Working on the frontier of distributed systems and networking, Elias P. Duarte Jr. (UFPR, Brazil) has proposed with Luis Bona (UFPR) the VCube virtual topology for distributed systems. VCube is a hypercube when all processes are correct, but as processes fail and recover the structure reorganizes itself, keeping several logarithmic properties. The topology was first introduced in the context of distributed diagnosis with Takashi Nanya (Japan). Multiple distributed algorithms have been proposed for the VCube, including reliable broadcast and distributed mutual exclusion with Luiz A. Rodrigues (UNIOESTE, Brazil) and Arantes, and a publish-subscribe algorithm, with Pierre Sens.
Duarte has also worked on the diagnosis of dynamic partitionable general topology networks and comparison-based diagnosis. Results include a survey covering 30 years of research in this field, as well as a nearly optimal algorithm for general topologies. The search for a fault-tolerant routing strategy for the Internet led to the development of connectivity numbers, which are centrality metrics that reflect network node connectivity, proposed with Jaime Cohen (UEPG, Brazil). The two also proposed parallel algorithms for cut trees, a very relevant combinatorial data structure. Recent work includes a strategy to improve the dependability of cloud systems based on replicating the cloud manager itself. With Rogerio Turchetti (UFSM) and Edson Camargo (UTFPR), they have investigated the dependability of programmable/virtualized networks, including the usage of network function virtualization technologies to implement in-network distributed services, including failure detectors, reliable and ordered broadcast, and consensus.

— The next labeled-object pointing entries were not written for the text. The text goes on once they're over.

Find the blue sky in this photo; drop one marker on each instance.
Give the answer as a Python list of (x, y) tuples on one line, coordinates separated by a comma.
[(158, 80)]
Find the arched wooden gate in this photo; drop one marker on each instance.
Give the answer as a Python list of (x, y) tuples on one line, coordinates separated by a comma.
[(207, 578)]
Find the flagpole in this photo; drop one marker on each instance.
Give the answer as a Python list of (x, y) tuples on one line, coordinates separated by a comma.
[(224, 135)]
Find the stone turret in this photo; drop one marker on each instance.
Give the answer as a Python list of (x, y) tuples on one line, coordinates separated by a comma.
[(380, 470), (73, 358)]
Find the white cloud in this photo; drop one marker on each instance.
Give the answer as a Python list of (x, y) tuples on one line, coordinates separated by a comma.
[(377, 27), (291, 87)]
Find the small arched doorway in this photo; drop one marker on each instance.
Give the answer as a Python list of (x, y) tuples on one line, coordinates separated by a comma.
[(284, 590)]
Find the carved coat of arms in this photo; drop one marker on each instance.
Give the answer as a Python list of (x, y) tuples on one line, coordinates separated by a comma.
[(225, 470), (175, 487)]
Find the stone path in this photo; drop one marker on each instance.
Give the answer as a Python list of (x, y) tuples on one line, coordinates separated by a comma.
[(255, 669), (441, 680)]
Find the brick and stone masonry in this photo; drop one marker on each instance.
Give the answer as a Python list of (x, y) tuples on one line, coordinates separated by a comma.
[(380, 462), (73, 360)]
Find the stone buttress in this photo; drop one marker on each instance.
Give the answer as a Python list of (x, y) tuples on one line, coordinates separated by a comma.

To conclude, we must remark that the article is far from exhaustive, not only in terms of results of the research groups mentioned, but also because there are many other groups that could not be discussed due to space restrictions. In particular, security is a dependability attribute and there is a very large number of groups working in that field. Most of the research groups presented here are at universities that are forming a good number of young researchers who are very enthusiastic about dependable computing research. The future looks bright!